La república en suspenso
La consecuencia más profunda de este fenómeno no es jurídica, sino simbólica. Cuando las normas existen pero su cumplimiento depende de la oportunidad, el Estado pierde su autoridad moral.
La ley deja de ser un pacto colectivo y se convierte en un instrumento de coyuntura. La república, entonces, se vuelve un ritual vacío, todos invocan sus principios mientras los incumplen.
La vigencia parcial de las normas, su uso selectivo y su ambigüedad deliberada son síntomas de una crisis más amplia, la del significado mismo de lo público.
Cicerón decía que la república es “la cosa del pueblo”, pero ¿qué pueblo puede reconocerse en leyes que no se cumplen, en derechos que se suspenden, en obligaciones que se aplican solo a algunos?
El “tercer estado” es el espejo en el que se refleja una democracia que aún pronuncia el lenguaje de la legalidad, pero que ya no cree en él.
Epílogo
Las leyes pueden cumplirse o derogarse.
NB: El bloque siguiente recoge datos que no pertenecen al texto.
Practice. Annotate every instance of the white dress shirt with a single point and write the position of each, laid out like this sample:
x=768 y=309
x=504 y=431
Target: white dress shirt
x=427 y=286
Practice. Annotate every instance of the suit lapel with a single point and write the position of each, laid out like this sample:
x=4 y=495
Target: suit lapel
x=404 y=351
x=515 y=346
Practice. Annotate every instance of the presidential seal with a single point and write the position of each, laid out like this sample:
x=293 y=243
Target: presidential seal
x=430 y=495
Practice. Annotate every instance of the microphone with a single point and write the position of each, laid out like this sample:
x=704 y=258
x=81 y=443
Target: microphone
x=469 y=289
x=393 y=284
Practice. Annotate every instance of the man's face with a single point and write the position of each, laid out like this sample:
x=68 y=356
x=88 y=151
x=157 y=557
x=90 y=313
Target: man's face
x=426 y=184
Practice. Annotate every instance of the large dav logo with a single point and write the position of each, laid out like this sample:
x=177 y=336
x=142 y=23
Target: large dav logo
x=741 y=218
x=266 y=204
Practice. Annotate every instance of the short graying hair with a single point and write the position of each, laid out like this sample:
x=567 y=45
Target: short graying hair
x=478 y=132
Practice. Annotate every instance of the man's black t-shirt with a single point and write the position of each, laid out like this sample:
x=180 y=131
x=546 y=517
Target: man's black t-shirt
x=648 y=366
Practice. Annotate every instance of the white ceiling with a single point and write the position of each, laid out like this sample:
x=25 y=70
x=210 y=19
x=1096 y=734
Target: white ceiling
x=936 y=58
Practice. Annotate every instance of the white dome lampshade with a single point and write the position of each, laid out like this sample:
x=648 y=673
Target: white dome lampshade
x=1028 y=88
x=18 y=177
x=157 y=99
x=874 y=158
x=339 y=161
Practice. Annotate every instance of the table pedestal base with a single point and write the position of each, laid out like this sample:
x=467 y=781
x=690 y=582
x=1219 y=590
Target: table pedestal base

En América Latina, sin embargo, se ha consolidado un tercer destino, la supervivencia ambigua. Un estado intermedio donde la norma no ordena, pero tampoco desaparece; donde la legalidad persiste en el papel mientras su aplicación depende de la oportunidad, la coyuntura o la conveniencia.
Este trabajo no describe una rareza argentina, sino una forma estructural de gobernanza que atraviesa la región, una debilidad institucional que ha sido naturalizada y que opera como instrumento de poder. Al conceptualizarla como “el tercer estado de la norma”, lo que se busca es nombrar y visibilizar un fenómeno recurrente —darle identidad analítica y contexto político para que pueda ser reconocido, discutido y, sobre todo, confrontado.
En ese intersticio se mueve el poder, invisible, discrecional, adaptable. Y mientras tanto, la sociedad aprende a vivir entre la norma y su sombra, entre la promesa de un orden y la certeza de su incumplimiento.
Tal vez ahí radique la verdadera tragedia institucional de nuestro tiempo, no la ausencia de leyes, sino su abundancia estéril. Porque en este país, lo que falta no son normas. Lo que falta es creer que alguna vez podrían cumplirse.